Missing Chinese Pilot's Wife Writes to Bush
Ruan Guoqin, wife of the missing Chinese pilot Wang Wei, wrote a letter to U.S. President George W. Bush Friday. Following is the full text:

Dear President Bush,

I'm an ordinary Chinese woman writing you this letter in tears on my sickbed.

On April 1, the fighter jet my husband was piloting was rammed by a spy plane of your country, and plunged into the sea. My husband has been missing ever since he parachuted into the sea.

The news struck me like a bolt from the blue, and I could not believe it. Five days have passed, and I have been suffering every second from the waiting, and every moment has been as long as a century. The cruel blow came all of a sudden, and it wrecked my body and mind, which resulted in my hospitalization.

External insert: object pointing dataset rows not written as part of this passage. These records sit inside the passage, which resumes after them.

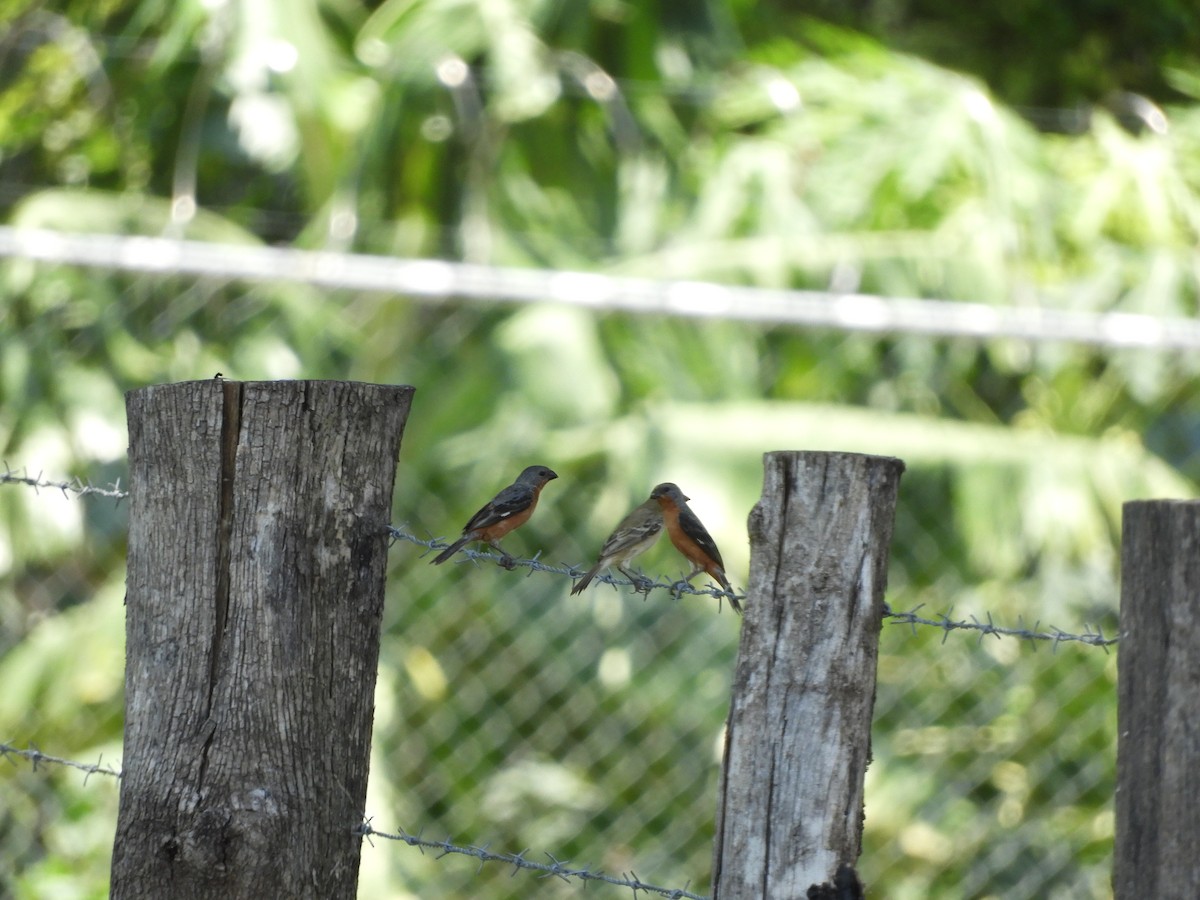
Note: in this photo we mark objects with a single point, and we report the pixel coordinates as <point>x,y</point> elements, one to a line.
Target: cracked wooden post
<point>790,809</point>
<point>1158,703</point>
<point>255,595</point>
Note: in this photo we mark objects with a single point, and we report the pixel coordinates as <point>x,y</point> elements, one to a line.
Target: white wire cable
<point>438,280</point>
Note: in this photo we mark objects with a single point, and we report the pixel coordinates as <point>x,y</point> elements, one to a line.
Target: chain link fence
<point>582,732</point>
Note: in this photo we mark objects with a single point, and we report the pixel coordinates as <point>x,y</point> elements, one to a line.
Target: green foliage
<point>738,143</point>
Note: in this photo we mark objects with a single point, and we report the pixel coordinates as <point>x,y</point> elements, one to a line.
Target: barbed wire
<point>556,868</point>
<point>677,588</point>
<point>36,757</point>
<point>76,486</point>
<point>985,628</point>
<point>1055,635</point>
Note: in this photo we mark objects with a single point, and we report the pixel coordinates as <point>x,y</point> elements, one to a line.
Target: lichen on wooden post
<point>790,809</point>
<point>255,595</point>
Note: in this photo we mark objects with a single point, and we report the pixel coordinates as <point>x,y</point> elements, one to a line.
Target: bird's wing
<point>513,499</point>
<point>696,531</point>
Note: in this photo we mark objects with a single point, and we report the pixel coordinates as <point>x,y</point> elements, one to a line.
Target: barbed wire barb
<point>1054,635</point>
<point>76,486</point>
<point>36,757</point>
<point>555,868</point>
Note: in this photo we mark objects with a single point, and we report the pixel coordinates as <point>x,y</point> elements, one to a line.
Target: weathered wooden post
<point>790,808</point>
<point>256,582</point>
<point>1157,847</point>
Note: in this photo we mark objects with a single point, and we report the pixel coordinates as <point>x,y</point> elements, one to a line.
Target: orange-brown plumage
<point>508,510</point>
<point>691,539</point>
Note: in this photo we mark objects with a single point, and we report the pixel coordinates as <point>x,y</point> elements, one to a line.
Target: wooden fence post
<point>790,809</point>
<point>255,594</point>
<point>1157,847</point>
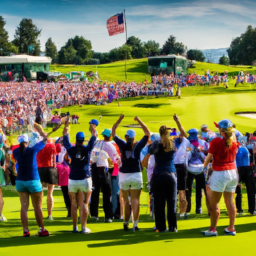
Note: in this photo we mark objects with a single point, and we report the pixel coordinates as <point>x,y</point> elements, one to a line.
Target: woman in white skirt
<point>224,178</point>
<point>130,176</point>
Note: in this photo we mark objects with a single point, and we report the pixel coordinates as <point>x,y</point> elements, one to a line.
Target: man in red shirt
<point>46,160</point>
<point>224,178</point>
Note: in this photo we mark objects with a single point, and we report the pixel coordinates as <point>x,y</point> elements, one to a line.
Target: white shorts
<point>224,181</point>
<point>75,186</point>
<point>130,180</point>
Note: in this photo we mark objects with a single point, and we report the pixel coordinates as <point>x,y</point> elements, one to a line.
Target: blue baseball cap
<point>106,132</point>
<point>80,136</point>
<point>94,121</point>
<point>131,134</point>
<point>193,131</point>
<point>225,123</point>
<point>174,132</point>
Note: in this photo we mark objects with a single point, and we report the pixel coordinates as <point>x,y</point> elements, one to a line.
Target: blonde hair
<point>166,140</point>
<point>229,135</point>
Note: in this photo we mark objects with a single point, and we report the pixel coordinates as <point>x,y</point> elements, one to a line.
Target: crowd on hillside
<point>19,101</point>
<point>172,158</point>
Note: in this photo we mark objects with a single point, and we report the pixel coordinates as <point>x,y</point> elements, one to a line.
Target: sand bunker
<point>251,115</point>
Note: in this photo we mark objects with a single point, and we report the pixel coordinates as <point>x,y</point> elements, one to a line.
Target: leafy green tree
<point>51,50</point>
<point>6,47</point>
<point>242,49</point>
<point>195,54</point>
<point>137,47</point>
<point>27,34</point>
<point>224,60</point>
<point>173,47</point>
<point>151,48</point>
<point>78,45</point>
<point>67,55</point>
<point>82,46</point>
<point>122,52</point>
<point>102,57</point>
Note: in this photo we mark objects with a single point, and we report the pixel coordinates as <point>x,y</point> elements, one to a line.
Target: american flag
<point>115,24</point>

My parents-in-law call me again and again, asking whether their only son has come back safely. Our 6-year-old son has kept asking when his father will come home. My heart is aching, and I can tell them nothing. I pray and call out time and again hoping in tears that there will be a miracle.

Who has no parents and wife and children in this world? I learned that you and your government are very much concerned about the 24 officers and men on your spy plane, and I know that their parents, wives, husbands and children are also looking forward to the return of their loved ones.

I can understand this, but I can not figure out why you sent them to spy along China's coast from such a great distance, and why they rammed my husband's plane. You and the American people know that your 24 crew members are being properly looked after and that they are in good health. Their family members and American people do not have to worry about them at all. Missing Chinese Pilot's Wife Writes to Bush (More Added -2)

But what is incredible is your and your government's apathetic attitude towards my husband's life. My husband, as a Chinese service man, was carrying out his bounden duty within the exclusive economic zone along China's coast.

So far, my husband has not been rescued. But in this serious matter with irrefutable facts and the responsibility completely resting on the U.S. side, you are too cowardly to voice an " apology" and have been trying to shirk your responsibility repeatedly and defame my husband groundlessly.

Can this be the human rights and humanism that you have been talking about every day? If so, can there be any justice in this world?

Mr. President, I have heard that you grew up in a family filled with love, and that you value your family and care for all its members.

If this is true, I think you must understand what it means when an old couple loses their only son, when a tender child loses his dear father and when a young wife loses her husband.

Is such a disaster really falling on my family? I hate to think about it. Nor dare I.

Wang Wei is everything in my life. His parents cannot afford the loss of their son; our young son, his father; and I, my husband. But where is he? As I write to you, I cannot hold back the tears that are blurring my eyes.

I grieve for the loss of my beloved husband. I lament the loss of humanity in some people. Give me a reason! Bring back my husband!

What the Chinese people desire most is peace. As the wife of a serviceman, I hope, more than anybody else, that everyone will cherish peace and life, that everyone will offer love to others so that the misery of war, children's loss of their parents, wives' loss of their husbands and sons' loss of their fathers will not recur in the new century.

In conclusion, please accept my best wishes for your family.